Сильнее жизни - 2 (СИ) - Страница 2
Она дала мне то, в чем я больше всего нуждалась – свою любовь и заботу, поэтому я отметала все подозрения, которые иногда возникали на этот счет. А теперь, прочтя письмо, которое больше не оставляло места для иллюзий, я растерялась. Что мне делать? С одной стороны, осознание, что, возможно, в этом мире я не одинока, могло скрасить мою жизнь, но с другой… Меня взяли из детского дома, а это значит, что я была оставлена теми, кто произвел меня на свет. Я была достаточно циничной, чтобы не обольщаться на счет того, как я туда попала – меня бросили. Стоит ли искать тех, кто это сделал?
Но упрямый червячок сомнения уже плотно угнездился внутри, призывая, требуя, сметая любые логически построенные возражения. Трудно было признаваться самой себе, но мне хотелось узнать – кто я на самом деле? Где мои родители? Есть ли у меня братья и сестры, и главное – почему я оказалась там, откуда меня забрали. И я знала, что не успокоюсь, пока не выясню все, даже если мне придется об этом пожалеть.
Сухой ветер, подняв с дороги пыль, метнул ее в мою сторону.

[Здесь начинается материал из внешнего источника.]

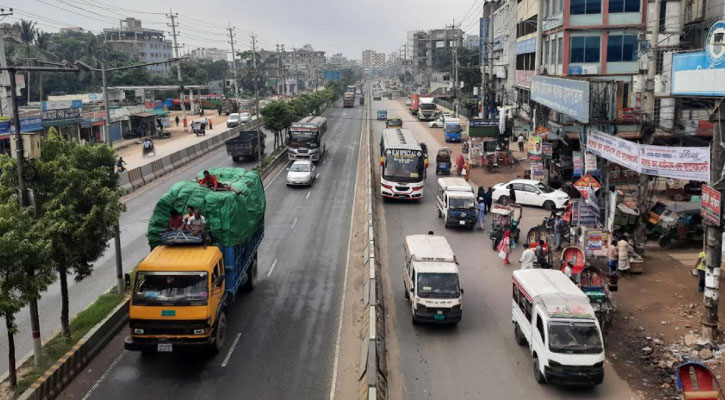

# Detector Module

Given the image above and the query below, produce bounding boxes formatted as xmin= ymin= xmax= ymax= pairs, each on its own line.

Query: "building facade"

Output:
xmin=103 ymin=17 xmax=173 ymax=74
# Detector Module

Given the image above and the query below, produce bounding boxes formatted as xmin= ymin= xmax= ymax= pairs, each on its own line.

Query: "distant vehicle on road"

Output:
xmin=287 ymin=116 xmax=327 ymax=161
xmin=380 ymin=128 xmax=428 ymax=200
xmin=227 ymin=113 xmax=242 ymax=128
xmin=124 ymin=168 xmax=266 ymax=353
xmin=493 ymin=179 xmax=569 ymax=210
xmin=287 ymin=160 xmax=316 ymax=186
xmin=224 ymin=131 xmax=265 ymax=162
xmin=511 ymin=269 xmax=604 ymax=386
xmin=403 ymin=234 xmax=463 ymax=324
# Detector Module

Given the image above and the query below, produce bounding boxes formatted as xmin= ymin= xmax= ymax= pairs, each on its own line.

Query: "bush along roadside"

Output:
xmin=0 ymin=288 xmax=125 ymax=398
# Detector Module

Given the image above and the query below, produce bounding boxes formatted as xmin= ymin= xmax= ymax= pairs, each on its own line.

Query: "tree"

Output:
xmin=0 ymin=170 xmax=54 ymax=388
xmin=29 ymin=133 xmax=125 ymax=339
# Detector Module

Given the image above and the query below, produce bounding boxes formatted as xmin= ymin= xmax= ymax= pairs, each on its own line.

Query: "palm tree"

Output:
xmin=16 ymin=19 xmax=37 ymax=103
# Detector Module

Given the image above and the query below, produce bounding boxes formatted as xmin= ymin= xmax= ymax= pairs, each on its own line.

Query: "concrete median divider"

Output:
xmin=19 ymin=294 xmax=129 ymax=400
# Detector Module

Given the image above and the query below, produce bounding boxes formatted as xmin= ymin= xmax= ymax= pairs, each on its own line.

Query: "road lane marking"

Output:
xmin=267 ymin=258 xmax=277 ymax=278
xmin=222 ymin=332 xmax=242 ymax=368
xmin=329 ymin=93 xmax=364 ymax=400
xmin=83 ymin=350 xmax=126 ymax=400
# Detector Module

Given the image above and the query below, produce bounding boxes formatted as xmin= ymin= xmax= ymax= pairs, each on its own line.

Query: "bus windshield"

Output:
xmin=549 ymin=321 xmax=604 ymax=354
xmin=383 ymin=149 xmax=425 ymax=183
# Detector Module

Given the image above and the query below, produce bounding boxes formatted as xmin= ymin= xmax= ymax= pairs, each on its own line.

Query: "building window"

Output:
xmin=569 ymin=0 xmax=602 ymax=15
xmin=569 ymin=36 xmax=599 ymax=64
xmin=609 ymin=0 xmax=640 ymax=13
xmin=607 ymin=35 xmax=637 ymax=62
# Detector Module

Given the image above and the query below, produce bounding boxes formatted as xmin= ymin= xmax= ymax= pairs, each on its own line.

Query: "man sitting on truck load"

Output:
xmin=199 ymin=171 xmax=239 ymax=194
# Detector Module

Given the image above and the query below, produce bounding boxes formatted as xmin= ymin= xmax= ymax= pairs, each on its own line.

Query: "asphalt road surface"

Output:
xmin=61 ymin=101 xmax=362 ymax=400
xmin=0 ymin=129 xmax=274 ymax=374
xmin=372 ymin=100 xmax=633 ymax=400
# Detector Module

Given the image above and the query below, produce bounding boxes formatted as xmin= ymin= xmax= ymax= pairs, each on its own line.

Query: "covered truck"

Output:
xmin=125 ymin=168 xmax=266 ymax=352
xmin=224 ymin=131 xmax=264 ymax=162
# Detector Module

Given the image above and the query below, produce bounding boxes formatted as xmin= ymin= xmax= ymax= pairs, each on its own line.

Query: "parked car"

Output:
xmin=428 ymin=113 xmax=453 ymax=128
xmin=493 ymin=179 xmax=569 ymax=210
xmin=287 ymin=160 xmax=315 ymax=186
xmin=227 ymin=113 xmax=242 ymax=128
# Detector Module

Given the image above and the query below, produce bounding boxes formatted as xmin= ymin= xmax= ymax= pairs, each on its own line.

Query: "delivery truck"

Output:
xmin=124 ymin=168 xmax=266 ymax=353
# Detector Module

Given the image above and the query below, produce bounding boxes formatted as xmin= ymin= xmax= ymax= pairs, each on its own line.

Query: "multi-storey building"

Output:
xmin=103 ymin=17 xmax=173 ymax=73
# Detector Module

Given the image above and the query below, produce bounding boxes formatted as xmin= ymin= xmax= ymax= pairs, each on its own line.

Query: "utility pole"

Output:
xmin=227 ymin=25 xmax=239 ymax=99
xmin=166 ymin=9 xmax=187 ymax=132
xmin=702 ymin=100 xmax=725 ymax=342
xmin=251 ymin=32 xmax=264 ymax=160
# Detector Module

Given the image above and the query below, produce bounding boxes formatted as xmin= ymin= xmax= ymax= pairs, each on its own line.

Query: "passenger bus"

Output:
xmin=380 ymin=128 xmax=428 ymax=200
xmin=287 ymin=116 xmax=327 ymax=161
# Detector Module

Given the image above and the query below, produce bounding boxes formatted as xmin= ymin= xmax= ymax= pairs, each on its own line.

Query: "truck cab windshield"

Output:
xmin=383 ymin=150 xmax=425 ymax=183
xmin=448 ymin=197 xmax=475 ymax=210
xmin=133 ymin=271 xmax=209 ymax=306
xmin=417 ymin=272 xmax=461 ymax=298
xmin=549 ymin=321 xmax=604 ymax=354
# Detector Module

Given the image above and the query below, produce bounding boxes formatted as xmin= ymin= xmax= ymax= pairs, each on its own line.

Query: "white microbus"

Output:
xmin=380 ymin=128 xmax=428 ymax=200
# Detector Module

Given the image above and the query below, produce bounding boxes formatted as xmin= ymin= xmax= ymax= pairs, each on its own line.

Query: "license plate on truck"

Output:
xmin=156 ymin=343 xmax=174 ymax=353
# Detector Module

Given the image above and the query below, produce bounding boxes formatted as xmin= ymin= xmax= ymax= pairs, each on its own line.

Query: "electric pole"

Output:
xmin=227 ymin=25 xmax=239 ymax=99
xmin=251 ymin=32 xmax=264 ymax=160
xmin=166 ymin=9 xmax=187 ymax=132
xmin=702 ymin=100 xmax=725 ymax=342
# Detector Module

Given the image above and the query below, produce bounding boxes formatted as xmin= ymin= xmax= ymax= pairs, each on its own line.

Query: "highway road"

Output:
xmin=372 ymin=100 xmax=634 ymax=400
xmin=0 ymin=129 xmax=274 ymax=374
xmin=61 ymin=98 xmax=362 ymax=400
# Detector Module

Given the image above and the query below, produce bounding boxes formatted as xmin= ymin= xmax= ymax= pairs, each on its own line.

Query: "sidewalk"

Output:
xmin=113 ymin=111 xmax=255 ymax=170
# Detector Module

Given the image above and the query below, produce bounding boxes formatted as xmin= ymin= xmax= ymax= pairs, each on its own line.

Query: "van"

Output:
xmin=436 ymin=178 xmax=476 ymax=230
xmin=403 ymin=232 xmax=463 ymax=324
xmin=511 ymin=269 xmax=604 ymax=386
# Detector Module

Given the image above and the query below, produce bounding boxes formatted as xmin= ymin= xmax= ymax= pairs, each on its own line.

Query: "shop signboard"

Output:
xmin=700 ymin=185 xmax=722 ymax=226
xmin=574 ymin=174 xmax=602 ymax=199
xmin=571 ymin=151 xmax=584 ymax=176
xmin=527 ymin=135 xmax=543 ymax=160
xmin=639 ymin=145 xmax=710 ymax=182
xmin=587 ymin=130 xmax=640 ymax=172
xmin=531 ymin=75 xmax=589 ymax=124
xmin=672 ymin=20 xmax=725 ymax=97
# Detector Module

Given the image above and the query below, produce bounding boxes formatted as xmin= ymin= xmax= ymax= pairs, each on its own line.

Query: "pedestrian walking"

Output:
xmin=478 ymin=198 xmax=486 ymax=231
xmin=516 ymin=133 xmax=526 ymax=153
xmin=498 ymin=229 xmax=511 ymax=266
xmin=484 ymin=186 xmax=493 ymax=212
xmin=519 ymin=243 xmax=536 ymax=269
xmin=617 ymin=235 xmax=632 ymax=276
xmin=607 ymin=270 xmax=619 ymax=311
xmin=607 ymin=240 xmax=617 ymax=274
xmin=695 ymin=251 xmax=707 ymax=292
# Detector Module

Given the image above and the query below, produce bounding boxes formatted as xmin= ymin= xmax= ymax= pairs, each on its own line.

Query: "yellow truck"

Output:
xmin=125 ymin=168 xmax=265 ymax=352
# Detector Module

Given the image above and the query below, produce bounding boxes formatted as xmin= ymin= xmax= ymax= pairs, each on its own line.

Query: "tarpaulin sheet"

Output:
xmin=148 ymin=168 xmax=266 ymax=248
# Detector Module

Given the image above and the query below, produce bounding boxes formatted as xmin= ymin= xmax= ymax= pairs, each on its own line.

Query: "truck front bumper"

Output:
xmin=123 ymin=335 xmax=214 ymax=352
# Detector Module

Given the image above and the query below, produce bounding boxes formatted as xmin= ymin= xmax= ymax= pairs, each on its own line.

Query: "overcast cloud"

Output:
xmin=7 ymin=0 xmax=482 ymax=59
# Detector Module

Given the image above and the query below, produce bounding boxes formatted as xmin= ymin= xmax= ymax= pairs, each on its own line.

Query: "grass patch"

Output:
xmin=14 ymin=288 xmax=125 ymax=398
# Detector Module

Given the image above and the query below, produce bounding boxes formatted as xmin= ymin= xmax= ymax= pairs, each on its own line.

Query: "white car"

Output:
xmin=287 ymin=160 xmax=315 ymax=186
xmin=493 ymin=179 xmax=569 ymax=210
xmin=428 ymin=113 xmax=453 ymax=128
xmin=227 ymin=113 xmax=241 ymax=128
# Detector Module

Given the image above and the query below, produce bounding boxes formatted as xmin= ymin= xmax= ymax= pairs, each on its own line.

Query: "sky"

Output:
xmin=5 ymin=0 xmax=483 ymax=59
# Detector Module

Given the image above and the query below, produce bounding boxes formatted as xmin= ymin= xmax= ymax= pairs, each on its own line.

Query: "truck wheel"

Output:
xmin=244 ymin=254 xmax=257 ymax=292
xmin=514 ymin=323 xmax=526 ymax=346
xmin=212 ymin=311 xmax=227 ymax=353
xmin=534 ymin=356 xmax=546 ymax=383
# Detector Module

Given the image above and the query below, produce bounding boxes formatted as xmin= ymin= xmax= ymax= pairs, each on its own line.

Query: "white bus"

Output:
xmin=380 ymin=128 xmax=428 ymax=200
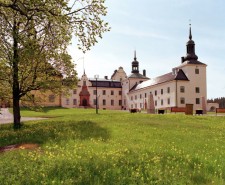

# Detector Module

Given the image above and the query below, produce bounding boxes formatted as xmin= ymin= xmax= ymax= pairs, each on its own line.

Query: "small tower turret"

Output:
xmin=182 ymin=24 xmax=198 ymax=63
xmin=131 ymin=50 xmax=139 ymax=73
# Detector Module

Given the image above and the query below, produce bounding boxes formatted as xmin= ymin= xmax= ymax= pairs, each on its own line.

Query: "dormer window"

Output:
xmin=195 ymin=68 xmax=199 ymax=74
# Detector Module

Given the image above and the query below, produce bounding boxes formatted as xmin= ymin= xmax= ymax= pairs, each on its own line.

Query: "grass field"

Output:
xmin=0 ymin=109 xmax=225 ymax=185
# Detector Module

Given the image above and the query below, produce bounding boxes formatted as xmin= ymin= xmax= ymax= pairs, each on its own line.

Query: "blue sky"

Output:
xmin=69 ymin=0 xmax=225 ymax=98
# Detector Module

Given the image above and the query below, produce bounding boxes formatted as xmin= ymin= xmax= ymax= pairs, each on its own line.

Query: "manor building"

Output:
xmin=62 ymin=27 xmax=207 ymax=110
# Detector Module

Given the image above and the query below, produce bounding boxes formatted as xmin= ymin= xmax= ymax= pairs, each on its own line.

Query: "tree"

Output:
xmin=0 ymin=0 xmax=109 ymax=128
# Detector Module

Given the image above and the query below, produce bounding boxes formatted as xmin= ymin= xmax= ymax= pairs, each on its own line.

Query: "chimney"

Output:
xmin=143 ymin=69 xmax=146 ymax=76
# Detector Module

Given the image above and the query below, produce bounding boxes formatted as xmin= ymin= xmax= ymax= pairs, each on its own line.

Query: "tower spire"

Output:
xmin=181 ymin=20 xmax=198 ymax=63
xmin=131 ymin=50 xmax=139 ymax=73
xmin=189 ymin=23 xmax=192 ymax=40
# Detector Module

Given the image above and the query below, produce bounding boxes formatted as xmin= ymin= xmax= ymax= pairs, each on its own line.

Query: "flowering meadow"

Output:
xmin=0 ymin=108 xmax=225 ymax=185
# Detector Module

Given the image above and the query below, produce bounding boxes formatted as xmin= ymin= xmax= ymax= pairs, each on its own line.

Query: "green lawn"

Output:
xmin=0 ymin=108 xmax=225 ymax=185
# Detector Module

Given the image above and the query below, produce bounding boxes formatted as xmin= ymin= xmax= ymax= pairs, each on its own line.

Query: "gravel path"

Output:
xmin=0 ymin=108 xmax=47 ymax=124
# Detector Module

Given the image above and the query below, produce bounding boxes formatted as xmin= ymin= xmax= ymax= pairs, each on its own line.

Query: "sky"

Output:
xmin=69 ymin=0 xmax=225 ymax=99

Раздраженно отвернувшись, какое-то время я простояла, зажмурившись, пытаясь уберечь глаза. Бумажка с нужным адресом была крепко зажата в руке, и снова бросив на нее короткий взгляд, я убедилась, что нахожусь на месте. Подойдя к невысокой калитке, видавшей лучшие времена, я нерешительно постучала. Хозяйку пришлось ждать несколько минут, в течение которых мне хотелось развернуться и уйти, навсегда забыв о своем глупом порыве. Наконец, из дома вышла невысокая полноватая женщина, лет шестидесяти, и с интересом уставилась на меня.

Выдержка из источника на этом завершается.